Corporations build research partnerships with medical schools by their
contributions to fundraising campaigns, endowed chairs, and providing money for
research infrastructure (Polaris Institute, 2003). Their research dollars are
given to research projects that have a technical or applied science pay-off. For
example, “UBC has a $15-million, 3-year research contract with a pharmaceutical
company (Merck Frost Canada Inc.) and is discussing joint research ventures with
other private-sector partners”(Thorne, 1997, p. 1613). Within Ontario, in 1998,
Novartis contributed 1.5 million to the University of Western Ontario for the
establishment of a research chair in Xenotransplantation (Polaris Institute,
2003). In addition, GlaxoSmithKline has contributed $3.75 million to the
Structural Genomics Consortium at the University of Toronto, $5 million to fund
basic and clinical research projects in respiratory health to the McMaster
University, and $4 million to the University of Ottawa for research in genetics
and pathophysiology of metabolic diseases (GlaxoSmithKline, 2004). When medical
schools conduct research activities funded with private dollars, they tend to
produce a scientific research oriented curriculum, not a community-oriented
curriculum. As an informant asks:
So, how does that affect the
universities and their social responsibility for medical education?… They’re
what drive priorities for the university curriculum. It’s why there is such a
huge emphasis on biomedical and technological types of things for the medical
school trainees. If you look at that five-year agenda, one of the big things is
science. [When] we want more scientists, those are biomedical scientists—why?

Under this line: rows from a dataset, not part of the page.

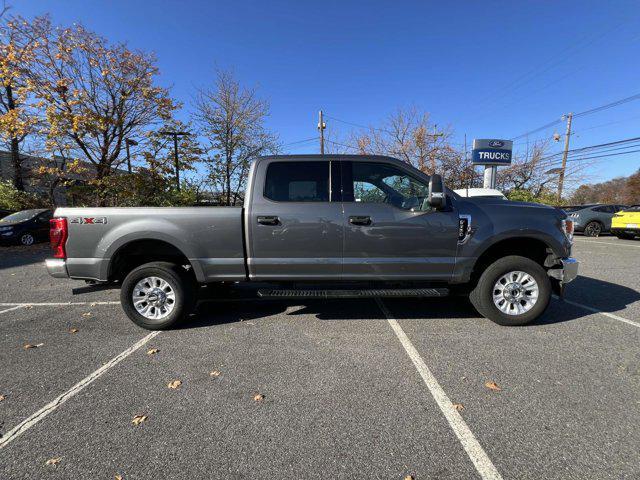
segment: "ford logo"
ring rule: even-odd
[[[491,140],[489,146],[494,148],[504,147],[504,142],[501,140]]]

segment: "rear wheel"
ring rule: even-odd
[[[482,316],[499,325],[531,323],[549,305],[547,272],[530,258],[508,256],[489,265],[469,298]]]
[[[127,316],[147,330],[164,330],[186,317],[195,304],[195,282],[169,262],[133,269],[122,282],[120,303]]]
[[[600,222],[589,222],[584,226],[585,237],[598,237],[602,233]]]

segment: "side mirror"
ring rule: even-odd
[[[442,208],[445,205],[444,183],[442,177],[436,173],[431,175],[431,180],[429,180],[427,203],[431,208],[435,209]]]

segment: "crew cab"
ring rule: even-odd
[[[183,319],[203,284],[263,298],[464,294],[486,318],[523,325],[577,275],[572,225],[539,204],[462,198],[390,157],[266,156],[241,207],[59,208],[46,266],[119,284],[147,329]]]

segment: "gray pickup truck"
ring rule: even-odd
[[[242,207],[59,208],[46,266],[120,284],[147,329],[188,315],[204,284],[280,299],[465,294],[486,318],[524,325],[576,277],[572,235],[560,210],[462,198],[394,158],[269,156]]]

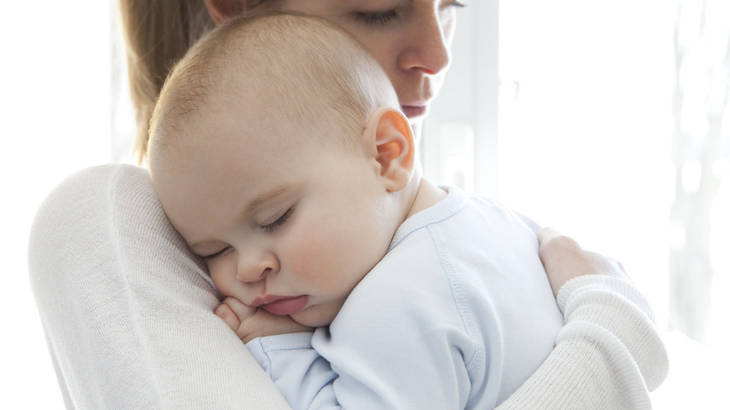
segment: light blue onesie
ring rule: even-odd
[[[562,316],[534,232],[446,189],[401,224],[329,329],[246,345],[294,409],[493,408],[548,356]]]

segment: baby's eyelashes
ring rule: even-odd
[[[277,228],[284,225],[286,221],[289,219],[291,214],[294,212],[294,207],[291,207],[286,210],[281,216],[276,218],[276,220],[270,224],[261,225],[261,228],[266,232],[274,232]]]
[[[218,252],[214,252],[214,253],[211,253],[211,254],[208,254],[208,255],[199,255],[199,256],[201,258],[205,259],[205,260],[211,260],[213,258],[216,258],[216,257],[220,256],[220,255],[223,255],[224,253],[228,252],[230,249],[233,249],[233,248],[231,248],[230,246],[226,246],[225,248],[219,250]]]

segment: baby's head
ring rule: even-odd
[[[149,164],[222,294],[331,322],[415,197],[397,107],[378,63],[320,19],[235,20],[190,50],[155,109]]]

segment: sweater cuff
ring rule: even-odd
[[[566,282],[557,299],[566,327],[579,323],[598,326],[626,346],[649,390],[666,378],[669,361],[651,308],[626,279],[580,276]]]
[[[610,275],[581,275],[567,282],[558,291],[557,302],[560,311],[566,315],[568,303],[574,300],[579,294],[586,292],[606,292],[620,295],[635,305],[654,322],[654,313],[644,296],[639,293],[628,278],[621,278]]]

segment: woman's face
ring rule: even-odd
[[[428,113],[449,67],[456,0],[279,0],[277,10],[330,20],[367,47],[390,77],[403,113]]]

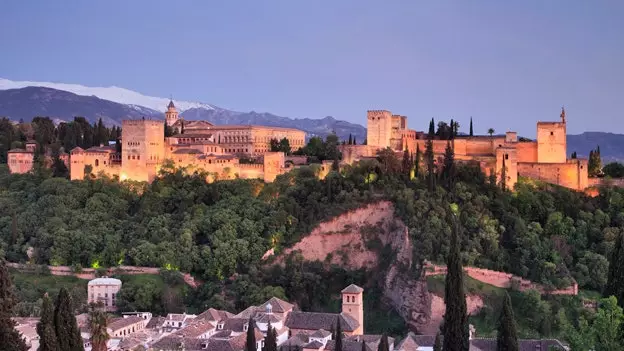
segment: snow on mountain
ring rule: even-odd
[[[12,81],[0,78],[0,90],[20,89],[25,87],[46,87],[57,90],[64,90],[76,95],[97,96],[100,99],[114,101],[120,104],[130,105],[137,111],[141,111],[142,107],[147,107],[156,111],[166,111],[169,99],[146,96],[136,91],[111,86],[111,87],[86,87],[79,84],[51,83],[51,82],[29,82],[29,81]],[[213,110],[215,106],[192,101],[175,101],[175,105],[179,111],[185,111],[191,108],[200,108],[205,110]]]

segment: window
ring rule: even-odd
[[[505,154],[505,160],[509,160],[509,154]]]
[[[550,135],[555,135],[555,133],[554,132],[550,132]]]
[[[97,158],[95,159],[95,167],[98,167],[100,165],[100,160],[98,160]]]

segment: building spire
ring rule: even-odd
[[[561,122],[565,123],[566,120],[565,120],[565,107],[564,106],[561,106],[561,115],[560,115],[560,117],[561,117]]]

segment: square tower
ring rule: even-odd
[[[341,291],[342,313],[358,321],[352,335],[364,335],[364,289],[351,284]]]
[[[165,158],[165,125],[162,121],[126,120],[121,132],[122,180],[151,182]]]
[[[386,110],[372,110],[367,113],[366,142],[378,149],[391,146],[392,113]]]

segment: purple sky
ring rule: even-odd
[[[6,0],[0,77],[289,117],[624,133],[624,1]]]

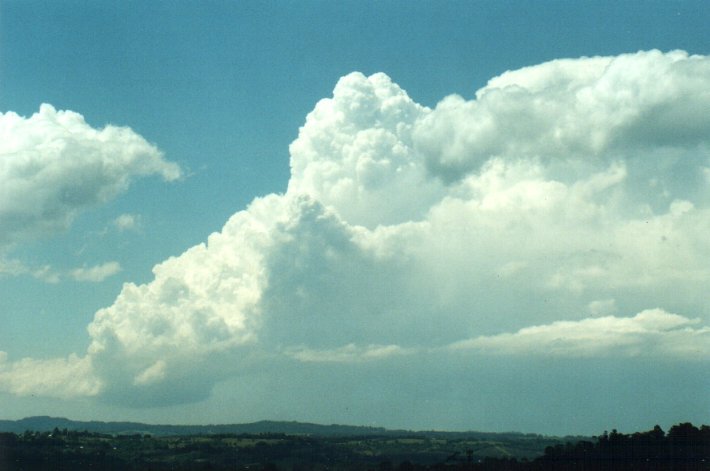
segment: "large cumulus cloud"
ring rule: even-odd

Well, big money is in there too. The more money you get, [the] more research
that’s being driven by people in your medical school, the more prestigious your
university will be, [and] your faculty of medicine can become.
This is how corporate
funding takes medical schools away from social responsiveness- the knowledge generated by this kind of
funding cannot be shared. The research generated by medical schools also gives
corporations a competitive edge. For the corporation to maintain this
competitive edge, medical researchers most often sign contracts that do not
permit them to share research grant results with other parties such as the
community or even to publish the results. For example in 1997, the University of
Toronto signed over the rights to any drugs or therapies that emerged from
research on Alzheimer’s disease to Schering Canada (Muzzin, 1999). This results
in the commodification of knowledge and they become “intellectual property”
through protections such as patents (Shiva, 2000). Therefore, the knowledge
produced is not public knowledge but private knowledge. And private knowledge
tends not to be disseminated into the community. In addition, there is some
evidence in Canada that supports the notion that when clinical research results
go contrary to corporate interests, there have been attempts to suppress those
research findings by pharmaceutical companies (Baird, 2003). Alarmingly, many
academic researchers’ future prospects and careers depend on renewed industry
funding, which may force them to be complacent and not speak against corporate
interests (Baird, 2003). This limits the social benefits of the knowledge
produced and moves medical schools away from social
responsiveness.
With corporate funding, and
the emphasis on reductionist biomedical research, education activities become
less central and important (Bloom, 1988). As the funding that comes from
educational sources such as tuition, competitive training, grant programs and
subsidies is dwarfed by private money, “the medical school is forced to maintain
itself indirectly on the resources that are allocated to support the goals
either of research or of the technology of the specialized tertiary care typical
of teaching hospitals” (Bloom, 1988, p. 298). Following the logic of this
situation, educational values become secondary to the priorities of funding in
medical schools5.
Ontario Medical schools cannot ignore the pace at which science and
technology is changing the face of medicine and all of the medical schools want
to be part of these changes. As one of my informants
explains:
[This] university is
corporately talking about the rapid changes in science. And so are the other
medical schools. They don’t want to be left out of major scientific changes that
[are] taking place. They all want to be in [on] the act.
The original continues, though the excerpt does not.